The noose is set to tighten on bank loan defaulters
with a proposed law that gives saccos direct access to credit repayment
records of all borrowers having been tabled for debate in Parliament.
The Bill allows savings and credit cooperative societies
(saccos) direct access to information about good and bad borrowers,
effectively enabling them to weed out those who turn to them for loans
after defaulting on their bank debts.
“Sacco societies may, in the ordinary course of
business and in such manner and to such extent as may be prescribed
under the Banking Act, exchange such information on performing and
non-performing loans as may be specified by the Authority from time to
time,” says the Sacco Societies (Amendment) Bill, 2016.

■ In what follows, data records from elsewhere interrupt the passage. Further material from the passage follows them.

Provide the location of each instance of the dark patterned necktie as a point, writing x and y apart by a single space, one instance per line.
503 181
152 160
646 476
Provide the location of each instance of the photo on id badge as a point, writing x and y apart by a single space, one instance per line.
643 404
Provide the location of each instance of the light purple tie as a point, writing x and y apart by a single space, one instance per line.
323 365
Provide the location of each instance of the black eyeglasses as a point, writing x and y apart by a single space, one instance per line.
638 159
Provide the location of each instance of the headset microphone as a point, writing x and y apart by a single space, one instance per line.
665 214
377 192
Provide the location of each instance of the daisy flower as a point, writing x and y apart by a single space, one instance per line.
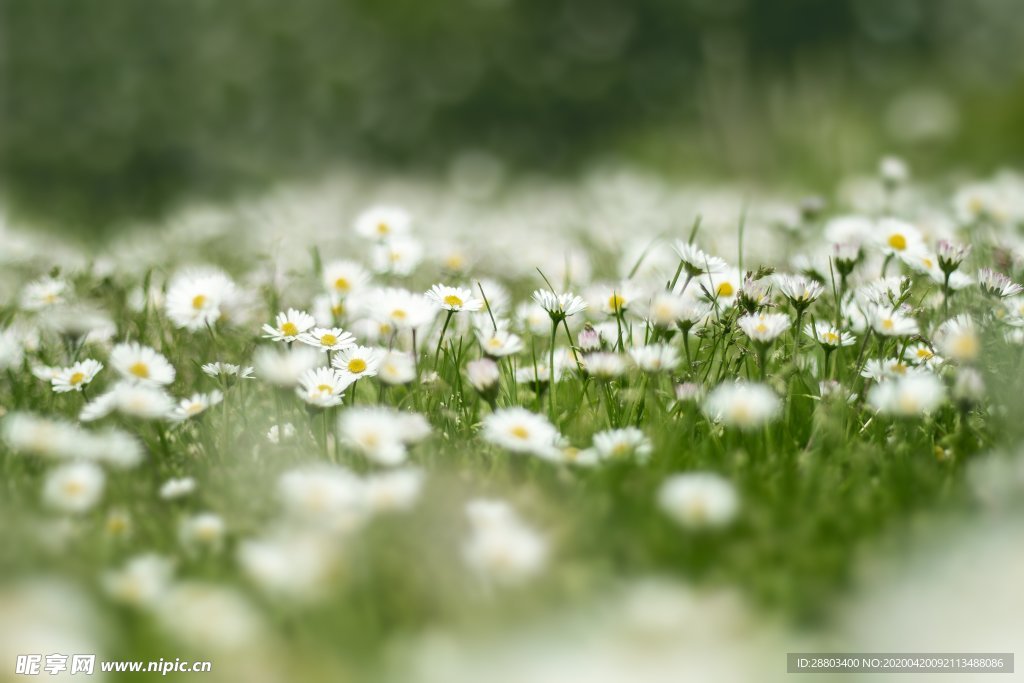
218 370
393 491
75 487
195 298
323 387
400 309
828 336
605 366
76 377
995 284
518 430
621 443
381 433
396 256
500 343
764 328
343 278
328 339
698 500
357 361
655 357
137 400
43 293
559 306
910 395
896 236
284 367
800 290
174 488
696 261
483 375
742 404
142 365
722 287
396 368
289 326
957 339
381 222
892 324
196 404
455 299
501 548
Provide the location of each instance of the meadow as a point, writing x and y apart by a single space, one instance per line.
332 430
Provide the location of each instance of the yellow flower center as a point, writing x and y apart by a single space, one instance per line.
897 242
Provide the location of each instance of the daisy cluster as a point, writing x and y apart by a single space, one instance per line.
244 435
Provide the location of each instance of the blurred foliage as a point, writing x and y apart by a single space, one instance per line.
117 110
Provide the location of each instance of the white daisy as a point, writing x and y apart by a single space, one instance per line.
698 500
343 278
357 361
381 222
141 365
622 443
328 339
75 487
910 395
77 377
518 430
289 326
456 299
742 404
499 343
196 404
324 387
764 328
198 298
559 306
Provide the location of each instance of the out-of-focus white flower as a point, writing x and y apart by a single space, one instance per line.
910 395
518 430
74 487
76 377
698 500
202 531
289 326
141 365
283 368
141 582
197 299
174 488
741 404
383 222
501 548
381 433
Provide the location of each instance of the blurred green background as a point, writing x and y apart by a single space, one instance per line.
118 110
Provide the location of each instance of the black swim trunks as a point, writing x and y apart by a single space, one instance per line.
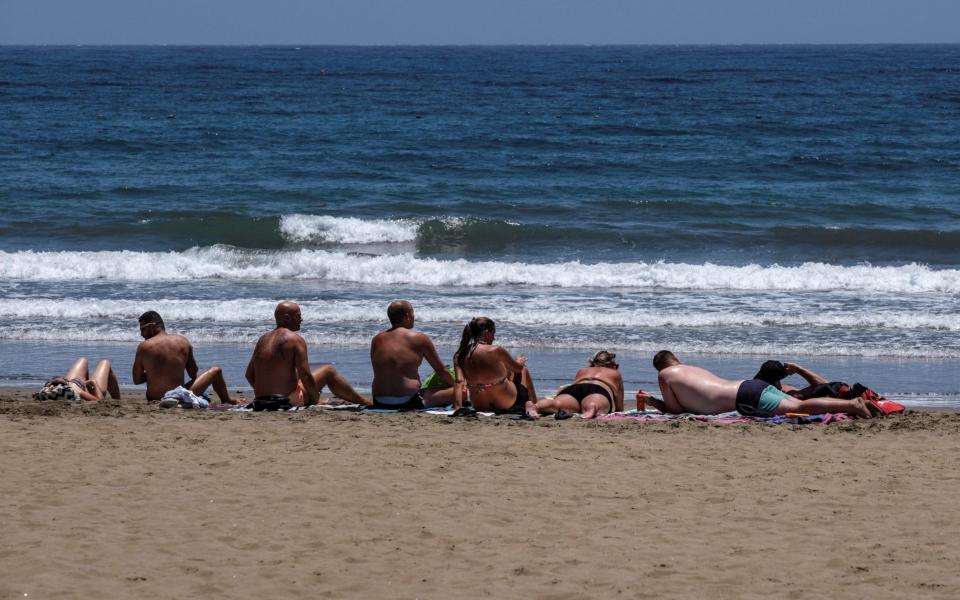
581 390
414 403
271 403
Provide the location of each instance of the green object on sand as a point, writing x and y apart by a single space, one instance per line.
434 380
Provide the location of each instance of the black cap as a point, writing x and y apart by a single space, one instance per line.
772 372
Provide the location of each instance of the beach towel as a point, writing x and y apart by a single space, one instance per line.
729 418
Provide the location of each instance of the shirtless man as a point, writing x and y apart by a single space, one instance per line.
496 381
280 372
688 389
162 359
596 390
396 355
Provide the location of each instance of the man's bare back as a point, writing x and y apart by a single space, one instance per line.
278 359
280 362
695 390
162 360
397 353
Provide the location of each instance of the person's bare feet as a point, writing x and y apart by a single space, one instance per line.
872 407
861 409
531 409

Saccos have until now been sharing names of loan
defaulters with credit reference bureaus (CRBs), but they have not had
access to the records of bad borrowers since the law allowed only banks
to view the information.
Saccos are hugely popular with borrowers due to their relatively cheaper and fixed lending rates.
There are 184 licensed saccos in the country with deposits worth Sh205 billion and a total loan book of Sh228 billion.

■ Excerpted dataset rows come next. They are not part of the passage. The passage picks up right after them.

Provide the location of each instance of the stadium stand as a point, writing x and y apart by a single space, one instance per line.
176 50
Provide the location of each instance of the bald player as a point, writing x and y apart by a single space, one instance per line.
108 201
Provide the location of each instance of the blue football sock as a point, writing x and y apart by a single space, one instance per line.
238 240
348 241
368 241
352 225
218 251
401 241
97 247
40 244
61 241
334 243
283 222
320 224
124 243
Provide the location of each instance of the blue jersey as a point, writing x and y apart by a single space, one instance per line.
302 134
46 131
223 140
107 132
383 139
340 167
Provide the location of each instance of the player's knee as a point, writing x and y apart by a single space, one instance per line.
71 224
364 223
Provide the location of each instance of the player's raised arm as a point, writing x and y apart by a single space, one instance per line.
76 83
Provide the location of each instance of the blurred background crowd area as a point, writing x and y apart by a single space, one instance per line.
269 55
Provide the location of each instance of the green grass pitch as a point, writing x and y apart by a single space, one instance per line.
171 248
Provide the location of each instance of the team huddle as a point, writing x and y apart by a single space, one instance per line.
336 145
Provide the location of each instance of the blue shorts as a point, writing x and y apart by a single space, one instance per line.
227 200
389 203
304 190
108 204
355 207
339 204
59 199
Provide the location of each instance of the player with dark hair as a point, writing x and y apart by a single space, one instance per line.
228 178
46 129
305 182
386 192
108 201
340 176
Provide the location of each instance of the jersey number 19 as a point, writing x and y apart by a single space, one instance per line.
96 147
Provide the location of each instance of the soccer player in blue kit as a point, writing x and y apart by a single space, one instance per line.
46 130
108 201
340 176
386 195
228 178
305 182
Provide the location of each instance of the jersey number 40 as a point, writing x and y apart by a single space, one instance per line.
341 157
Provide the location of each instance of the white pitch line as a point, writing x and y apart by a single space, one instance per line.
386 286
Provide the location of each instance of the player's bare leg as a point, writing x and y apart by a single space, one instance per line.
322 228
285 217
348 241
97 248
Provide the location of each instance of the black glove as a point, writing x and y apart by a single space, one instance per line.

Non-performing loans held by the saccos add up to an estimated Sh15 billion, indicating the bulk of borrowers have good records.
Bad loans in the banking sector are, however, at a
decade-high Sh170 billion, indicating that the defaulters could be
shifting to the sacco sector.
The sharing of positive information by saccos will
further put pressure on lending institutions to reward good borrowers
instead of using CRB reports to merely blacklist defaulters.
Lending institutions have been rejecting loan
applications by borrowers listed with the credit bureaus for having
defaulted on previous loans.
Borrowers have been forced to clear outstanding
amounts with the previous lenders and then wait for up to one month
before getting a new loan.
“The Act forming credit bureaus had omitted saccos –
so this is bringing them on board so you don’t get a loan from the
bank, default and then come to us,” said Sacco Societies Regulatory
Authority (Sasra) acting chief executive John Mwaka.
Banks have also been accused of listing customers
who had outstanding transactional fees such as debit card application
fees, turning the credit bureaus to fee collecting agencies to drive
their profitability.
The Bill also seeks to tighten corporate governance
in saccos by introducing a requirement for the vetting of directors in
an effort to boost confidence in the sector.